Currently, the most widely used shape memory alloy is Nitinol (Nickel Titanium Navy Ordnance Laboratory). It is a binary alloy serendipitously discovered in 1961 (see Document No. 1), and later understood through the dedicated work of F. E. Wang. Nitinol's austenite phase has an ordered cubic (B2) crystal structure; its martensite has an ordered monoclinic (B19′) crystal structure; and it has another intermediate rhombohedral phase (B2′) often referred to as the R phase. The latent heat of each transformation is shown in FIG. 2 (see Document No. 2).
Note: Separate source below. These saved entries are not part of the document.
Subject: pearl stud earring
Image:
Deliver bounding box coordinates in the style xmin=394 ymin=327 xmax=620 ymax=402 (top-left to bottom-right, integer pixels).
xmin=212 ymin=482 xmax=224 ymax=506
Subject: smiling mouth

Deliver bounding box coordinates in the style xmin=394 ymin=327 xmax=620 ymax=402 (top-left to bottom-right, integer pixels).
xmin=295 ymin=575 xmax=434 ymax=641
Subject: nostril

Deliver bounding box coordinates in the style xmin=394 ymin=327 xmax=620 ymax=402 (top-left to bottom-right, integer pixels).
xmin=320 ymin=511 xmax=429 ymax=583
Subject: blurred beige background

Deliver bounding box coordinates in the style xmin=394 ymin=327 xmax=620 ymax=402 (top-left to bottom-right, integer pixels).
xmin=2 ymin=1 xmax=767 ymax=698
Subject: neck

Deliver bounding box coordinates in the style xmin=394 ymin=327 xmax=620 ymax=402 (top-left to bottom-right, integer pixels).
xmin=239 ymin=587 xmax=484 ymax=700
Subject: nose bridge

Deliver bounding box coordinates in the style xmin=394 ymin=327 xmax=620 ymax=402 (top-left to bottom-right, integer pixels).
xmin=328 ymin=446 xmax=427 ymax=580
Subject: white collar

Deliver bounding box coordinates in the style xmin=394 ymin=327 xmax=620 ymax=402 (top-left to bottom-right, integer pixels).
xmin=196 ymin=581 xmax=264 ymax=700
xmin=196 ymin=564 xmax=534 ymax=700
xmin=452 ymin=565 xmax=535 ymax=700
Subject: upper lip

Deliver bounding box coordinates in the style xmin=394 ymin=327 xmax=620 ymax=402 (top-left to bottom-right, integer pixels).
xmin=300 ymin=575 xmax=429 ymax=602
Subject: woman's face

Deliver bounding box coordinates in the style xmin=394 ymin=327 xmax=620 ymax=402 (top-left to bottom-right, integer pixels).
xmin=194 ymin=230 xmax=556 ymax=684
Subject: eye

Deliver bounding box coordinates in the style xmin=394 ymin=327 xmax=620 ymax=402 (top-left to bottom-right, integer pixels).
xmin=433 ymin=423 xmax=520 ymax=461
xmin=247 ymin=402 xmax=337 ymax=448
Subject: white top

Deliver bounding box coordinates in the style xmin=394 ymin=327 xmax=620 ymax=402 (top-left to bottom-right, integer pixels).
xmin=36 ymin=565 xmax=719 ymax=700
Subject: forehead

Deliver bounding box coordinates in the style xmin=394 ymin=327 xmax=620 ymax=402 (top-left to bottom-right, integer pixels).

In addition to the shape memory alloys, there exist thermoelastic polymers that are capable of transforming from one solid phase to other solid phase, absorbing or releasing latent heat during the phase transformation. The transformation may be induced by temperature, stress, magnetic field, electric field, light, solution, or other forms of energy input. Example of the thermoelastic polymer include, but are not limited to, polyurethanes, polyurethanes with ionic or mesogenic components made by prepolymer method, block copolymer of polyethylene terephthalate (PET) and polyethyleneoxide (PEO), block copolymers containing polystyrene and poly(1,4-butadiene), and an ABA triblock copolymer made from poly(2-methyl-2-oxazoline) and polytetrahydrofuran. Compared to thermoelastic metals as refrigerant, thermoelastic polymer might be more cost effective, has longer service life, and requires less critical stress; however, it has a smaller thermal conductivity and a less power density.
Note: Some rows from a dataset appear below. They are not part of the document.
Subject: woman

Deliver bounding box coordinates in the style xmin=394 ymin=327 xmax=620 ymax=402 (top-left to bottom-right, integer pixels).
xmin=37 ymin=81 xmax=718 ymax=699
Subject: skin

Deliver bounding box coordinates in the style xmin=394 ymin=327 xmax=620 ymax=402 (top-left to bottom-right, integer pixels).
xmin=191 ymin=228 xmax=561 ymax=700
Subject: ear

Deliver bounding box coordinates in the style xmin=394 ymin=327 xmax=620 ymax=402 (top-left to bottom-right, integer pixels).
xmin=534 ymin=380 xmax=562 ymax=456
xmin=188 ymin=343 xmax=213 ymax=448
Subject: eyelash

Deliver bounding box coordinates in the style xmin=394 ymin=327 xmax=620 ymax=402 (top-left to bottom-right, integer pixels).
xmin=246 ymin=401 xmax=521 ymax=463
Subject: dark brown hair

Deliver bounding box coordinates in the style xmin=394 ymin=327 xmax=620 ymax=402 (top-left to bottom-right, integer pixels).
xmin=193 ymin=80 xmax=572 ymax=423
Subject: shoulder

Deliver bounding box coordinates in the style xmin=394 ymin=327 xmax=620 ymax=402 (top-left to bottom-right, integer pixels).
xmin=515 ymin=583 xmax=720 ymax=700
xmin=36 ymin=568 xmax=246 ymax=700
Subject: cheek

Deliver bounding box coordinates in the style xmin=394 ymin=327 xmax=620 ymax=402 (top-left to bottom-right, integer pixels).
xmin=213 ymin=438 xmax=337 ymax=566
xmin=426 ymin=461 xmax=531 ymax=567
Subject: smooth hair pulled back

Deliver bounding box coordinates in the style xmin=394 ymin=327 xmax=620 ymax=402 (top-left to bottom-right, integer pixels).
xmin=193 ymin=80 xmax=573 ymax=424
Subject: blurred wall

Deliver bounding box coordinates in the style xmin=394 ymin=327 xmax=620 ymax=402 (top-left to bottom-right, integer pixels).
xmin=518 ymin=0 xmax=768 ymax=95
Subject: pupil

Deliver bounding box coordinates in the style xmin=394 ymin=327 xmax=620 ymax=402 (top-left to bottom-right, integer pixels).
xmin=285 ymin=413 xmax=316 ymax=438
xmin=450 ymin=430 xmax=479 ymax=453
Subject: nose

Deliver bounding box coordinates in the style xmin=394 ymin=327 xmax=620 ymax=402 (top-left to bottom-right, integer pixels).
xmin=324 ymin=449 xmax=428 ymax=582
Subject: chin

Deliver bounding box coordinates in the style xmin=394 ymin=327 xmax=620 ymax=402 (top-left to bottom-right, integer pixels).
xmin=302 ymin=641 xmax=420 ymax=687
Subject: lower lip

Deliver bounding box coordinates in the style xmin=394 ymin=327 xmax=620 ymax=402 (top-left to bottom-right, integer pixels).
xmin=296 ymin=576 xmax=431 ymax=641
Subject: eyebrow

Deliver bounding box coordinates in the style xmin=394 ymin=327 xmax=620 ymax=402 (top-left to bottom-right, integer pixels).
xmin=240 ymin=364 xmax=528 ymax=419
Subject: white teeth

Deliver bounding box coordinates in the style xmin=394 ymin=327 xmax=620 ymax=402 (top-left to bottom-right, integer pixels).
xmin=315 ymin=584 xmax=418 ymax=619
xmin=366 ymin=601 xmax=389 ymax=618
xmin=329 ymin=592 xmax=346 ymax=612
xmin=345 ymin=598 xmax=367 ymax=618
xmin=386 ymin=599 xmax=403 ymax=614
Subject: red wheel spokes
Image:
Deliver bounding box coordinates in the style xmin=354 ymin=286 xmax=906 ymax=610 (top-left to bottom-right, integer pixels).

The thermoelastic effect is a known effect that had been studied for several decades. While most of the efforts have been focused on the applications in the field of sensing and actuation, the potential of using the thermoelastic effect for cooling or refrigeration has only been explored spottily. For example, U.S. Pat. No. 6,367,281 describes the concept of thermoelastic cooling relatively adequately and attempts to disclose a refrigeration systems based on the thermoelastic effect (see Document No. 3). To the best of the present inventor's knowledge, this patent is the only instance where the concept of thermoelastic cooling was discussed. However, the embodiments disclosed in U.S. Pat. No. 6,367,281 are based on using tensile or torsional stress to induce the phase transformation. Since the working materials have a limited fatigue life under these two types of stress (<100,000 cycles when strain is >2%), any systems constructed based on these embodiments will have a limited service life and require undesirably high costs. In comparison, a system using compressive stress has much improved fatigue life. The fundamental reason for this difference is that micro-cracks existing in the materials will propagate with tensile or torsional stress, but they will heal with compressive stress. An innovative system design utilizing compressive stress while maintaining effective heat exchange is needed.
The typical stress required to induce the phase transformation under compression is greater than 200 MPa and can be as high as 900 MPa. Applying such a large stress requires a rigid frame and a powerful loading cell. Cost-effectively applying compressive stress with a small footprint is one of the challenges for commercializing the thermoelastic cooling technology.